Celebrating Decorative Arts and Design from the 1940s to the 2000s - The Gastou Collection | Sotheby's Presents

Paris | 13 – 20 March 2024

Sotheby’s will offer the collections of the late Decorative Art and Design dealer and gallerist Yves Gastou, through his apartment located in Paris, quai Malaquais, and his family mansion situated in Biarritz. Known for his eye and his curiosity, he brilliantly and boldly matched up Art Deco to Italian glassworks and designers’ creations from the 80s.

The selling of Yves Gastou’s collections will put forward his eclectic taste. In Paris, his apartment at quai Malaquais was filled with art and design from the 20th century, which he supported in his gallery. The plastic would shine, a mural expansion made of César’s resin neighboring columns in altuglas designed by Jean-Claude Farhi, and a gueridon from Shiro Kuramata made of plexiglass. Colours shined brightly, those from Ettore Sottsass’ glassworks, the lively red of a cabinet from François Cante-Pacos, or the blue indigo culbuto armchairs from Marc Held. Regarding Philippe Hiquily, the sculptor, the friend, he is surely well positioned, with a desk, lights, candelabra, and an impressive golden brass dining table.
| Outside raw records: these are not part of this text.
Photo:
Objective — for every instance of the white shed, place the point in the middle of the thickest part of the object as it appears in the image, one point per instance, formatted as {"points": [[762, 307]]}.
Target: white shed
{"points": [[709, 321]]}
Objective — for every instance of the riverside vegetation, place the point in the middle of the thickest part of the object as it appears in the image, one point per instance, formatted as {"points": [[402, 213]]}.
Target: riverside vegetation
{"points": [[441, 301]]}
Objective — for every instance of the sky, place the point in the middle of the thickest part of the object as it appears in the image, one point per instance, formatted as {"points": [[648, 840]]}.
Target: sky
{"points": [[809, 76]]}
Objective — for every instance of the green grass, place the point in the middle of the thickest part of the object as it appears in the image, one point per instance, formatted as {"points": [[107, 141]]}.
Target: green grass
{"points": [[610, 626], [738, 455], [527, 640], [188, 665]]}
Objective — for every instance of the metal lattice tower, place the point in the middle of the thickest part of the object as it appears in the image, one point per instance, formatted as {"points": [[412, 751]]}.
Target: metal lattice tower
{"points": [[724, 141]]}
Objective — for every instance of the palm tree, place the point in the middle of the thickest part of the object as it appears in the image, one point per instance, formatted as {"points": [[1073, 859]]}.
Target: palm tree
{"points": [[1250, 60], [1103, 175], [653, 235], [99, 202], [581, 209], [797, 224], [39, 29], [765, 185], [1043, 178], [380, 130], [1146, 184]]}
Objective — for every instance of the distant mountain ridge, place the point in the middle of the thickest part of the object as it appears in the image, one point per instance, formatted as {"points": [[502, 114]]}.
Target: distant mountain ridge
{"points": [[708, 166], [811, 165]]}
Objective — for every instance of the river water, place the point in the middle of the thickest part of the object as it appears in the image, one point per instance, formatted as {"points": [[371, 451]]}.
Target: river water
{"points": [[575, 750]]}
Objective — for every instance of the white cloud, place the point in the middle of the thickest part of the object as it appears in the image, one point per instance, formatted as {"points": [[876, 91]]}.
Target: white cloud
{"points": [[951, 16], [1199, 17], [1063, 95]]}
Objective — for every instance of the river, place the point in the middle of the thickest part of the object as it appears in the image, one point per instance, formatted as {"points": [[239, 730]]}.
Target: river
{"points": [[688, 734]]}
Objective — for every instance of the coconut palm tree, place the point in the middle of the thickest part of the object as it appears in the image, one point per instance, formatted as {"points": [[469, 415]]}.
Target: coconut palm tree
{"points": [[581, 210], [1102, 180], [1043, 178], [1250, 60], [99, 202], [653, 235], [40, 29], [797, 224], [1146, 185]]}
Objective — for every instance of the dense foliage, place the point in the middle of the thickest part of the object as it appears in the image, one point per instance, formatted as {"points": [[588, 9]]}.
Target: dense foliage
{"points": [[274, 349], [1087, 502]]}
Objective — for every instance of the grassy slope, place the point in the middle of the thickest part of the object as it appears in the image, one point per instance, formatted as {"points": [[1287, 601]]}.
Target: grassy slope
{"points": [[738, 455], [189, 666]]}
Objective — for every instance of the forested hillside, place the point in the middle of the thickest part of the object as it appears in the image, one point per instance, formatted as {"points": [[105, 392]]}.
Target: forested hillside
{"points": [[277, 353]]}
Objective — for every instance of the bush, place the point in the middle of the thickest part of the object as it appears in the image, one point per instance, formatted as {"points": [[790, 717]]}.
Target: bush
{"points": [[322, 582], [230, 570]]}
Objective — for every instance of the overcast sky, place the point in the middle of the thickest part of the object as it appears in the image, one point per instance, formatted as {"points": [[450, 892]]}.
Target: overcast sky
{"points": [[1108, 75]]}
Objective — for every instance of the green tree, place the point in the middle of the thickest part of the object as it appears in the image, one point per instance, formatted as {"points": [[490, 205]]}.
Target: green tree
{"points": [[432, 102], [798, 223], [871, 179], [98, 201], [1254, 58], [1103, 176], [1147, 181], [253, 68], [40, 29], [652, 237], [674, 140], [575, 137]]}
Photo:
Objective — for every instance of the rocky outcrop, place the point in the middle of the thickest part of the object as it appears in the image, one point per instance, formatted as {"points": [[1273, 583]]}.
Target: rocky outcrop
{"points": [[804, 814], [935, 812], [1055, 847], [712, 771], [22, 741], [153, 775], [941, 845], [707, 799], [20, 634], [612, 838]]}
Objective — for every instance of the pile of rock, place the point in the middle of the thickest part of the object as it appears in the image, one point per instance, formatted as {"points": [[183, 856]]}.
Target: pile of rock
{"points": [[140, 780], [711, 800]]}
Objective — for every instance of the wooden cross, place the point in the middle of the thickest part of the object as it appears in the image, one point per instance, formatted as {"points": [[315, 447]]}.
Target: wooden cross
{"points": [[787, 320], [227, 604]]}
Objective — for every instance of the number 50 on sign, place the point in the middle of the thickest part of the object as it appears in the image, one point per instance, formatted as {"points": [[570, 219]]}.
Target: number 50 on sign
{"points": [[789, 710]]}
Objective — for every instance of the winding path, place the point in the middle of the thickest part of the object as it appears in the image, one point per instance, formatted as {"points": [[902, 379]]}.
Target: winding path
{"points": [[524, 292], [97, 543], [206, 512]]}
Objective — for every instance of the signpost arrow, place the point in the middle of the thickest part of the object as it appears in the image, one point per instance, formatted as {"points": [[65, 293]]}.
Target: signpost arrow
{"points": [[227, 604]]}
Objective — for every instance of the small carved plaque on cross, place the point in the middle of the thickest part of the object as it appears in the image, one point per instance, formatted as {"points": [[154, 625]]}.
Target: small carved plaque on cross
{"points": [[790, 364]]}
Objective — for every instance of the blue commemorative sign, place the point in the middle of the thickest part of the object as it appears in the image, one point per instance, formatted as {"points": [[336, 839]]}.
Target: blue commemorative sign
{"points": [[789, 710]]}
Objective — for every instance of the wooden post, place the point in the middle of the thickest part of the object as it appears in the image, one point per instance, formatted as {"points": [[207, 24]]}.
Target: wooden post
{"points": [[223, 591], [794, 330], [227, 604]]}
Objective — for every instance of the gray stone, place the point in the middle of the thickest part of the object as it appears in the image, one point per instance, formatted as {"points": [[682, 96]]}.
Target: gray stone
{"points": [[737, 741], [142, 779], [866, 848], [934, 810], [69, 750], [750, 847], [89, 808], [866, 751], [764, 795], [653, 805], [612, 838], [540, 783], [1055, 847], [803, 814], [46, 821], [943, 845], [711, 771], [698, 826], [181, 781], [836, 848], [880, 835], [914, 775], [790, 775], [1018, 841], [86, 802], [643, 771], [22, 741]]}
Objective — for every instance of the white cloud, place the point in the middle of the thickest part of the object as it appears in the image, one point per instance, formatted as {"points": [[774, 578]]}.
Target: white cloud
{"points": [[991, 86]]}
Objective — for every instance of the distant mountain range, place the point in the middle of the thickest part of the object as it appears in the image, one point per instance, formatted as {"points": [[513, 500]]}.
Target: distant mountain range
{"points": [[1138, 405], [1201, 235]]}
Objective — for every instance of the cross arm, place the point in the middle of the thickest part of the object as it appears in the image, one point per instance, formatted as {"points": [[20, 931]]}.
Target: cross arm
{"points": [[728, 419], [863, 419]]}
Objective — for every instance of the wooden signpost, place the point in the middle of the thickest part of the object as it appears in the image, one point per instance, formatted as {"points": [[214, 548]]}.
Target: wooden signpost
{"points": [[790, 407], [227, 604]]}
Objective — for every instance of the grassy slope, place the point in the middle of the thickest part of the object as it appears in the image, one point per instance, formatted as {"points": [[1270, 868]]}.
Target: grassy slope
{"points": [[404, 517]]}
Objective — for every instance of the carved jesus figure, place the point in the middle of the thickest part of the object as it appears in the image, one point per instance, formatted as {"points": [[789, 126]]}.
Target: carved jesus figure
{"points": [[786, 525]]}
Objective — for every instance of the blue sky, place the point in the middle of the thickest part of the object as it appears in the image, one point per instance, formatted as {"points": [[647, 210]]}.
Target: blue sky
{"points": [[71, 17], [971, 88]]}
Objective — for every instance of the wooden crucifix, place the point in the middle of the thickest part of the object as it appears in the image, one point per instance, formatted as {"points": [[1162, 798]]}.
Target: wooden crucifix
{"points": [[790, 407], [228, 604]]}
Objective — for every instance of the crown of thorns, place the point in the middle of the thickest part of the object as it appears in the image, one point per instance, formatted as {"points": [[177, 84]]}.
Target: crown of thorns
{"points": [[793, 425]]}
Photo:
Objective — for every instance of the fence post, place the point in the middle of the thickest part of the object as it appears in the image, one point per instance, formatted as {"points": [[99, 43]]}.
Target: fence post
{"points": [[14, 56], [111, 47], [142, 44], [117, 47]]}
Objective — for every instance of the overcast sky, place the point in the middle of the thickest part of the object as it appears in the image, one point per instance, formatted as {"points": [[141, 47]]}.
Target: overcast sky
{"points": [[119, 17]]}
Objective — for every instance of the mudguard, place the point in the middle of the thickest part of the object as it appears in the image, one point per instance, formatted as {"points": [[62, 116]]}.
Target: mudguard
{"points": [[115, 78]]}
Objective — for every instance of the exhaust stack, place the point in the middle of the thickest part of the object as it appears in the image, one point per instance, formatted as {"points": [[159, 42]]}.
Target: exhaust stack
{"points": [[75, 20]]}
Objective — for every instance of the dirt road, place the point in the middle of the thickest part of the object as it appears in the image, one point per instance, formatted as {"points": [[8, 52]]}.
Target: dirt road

To Biarritz, another place, another atmosphere. Yves Gastou chose as a second residence an eccentricity built during the reign of Napoleon III, on a request from a courtesan. This crenellated-roof house has a sweet name: “Ermitage de Douce-amie”. His lair reveals a hidden face of his personality. He was fascinated with religious artifacts, an accumulation of crucifix, rosaries, medallion portraits of martyrs, adorned the walls of the living room as well as those from the library. On the mesh doors of one of the libraries, by André Arbus, hang many exvoto, reliquary frames, silver crosses. The enfilade signed by Jean-Charles Moreux gathers chalices, pricket-sticks, an enamel plaque representing San Sebastian. The owner also adored bronzes from the 19th century: many artifacts of valiant knights reminisce his childhood in Carcassonne.

Amongst those warriors is a heroine: Jeanne d’Arc. Yves Gastou adored her. His interior is a cabinet of curiosity. The pebbles he picked up on the beach of Bidard pile up on a bronze chair designed by Sandro Chia, creating a sort of piece of art. What was this aesthete looking for through those diverse furniture and items from different style and era?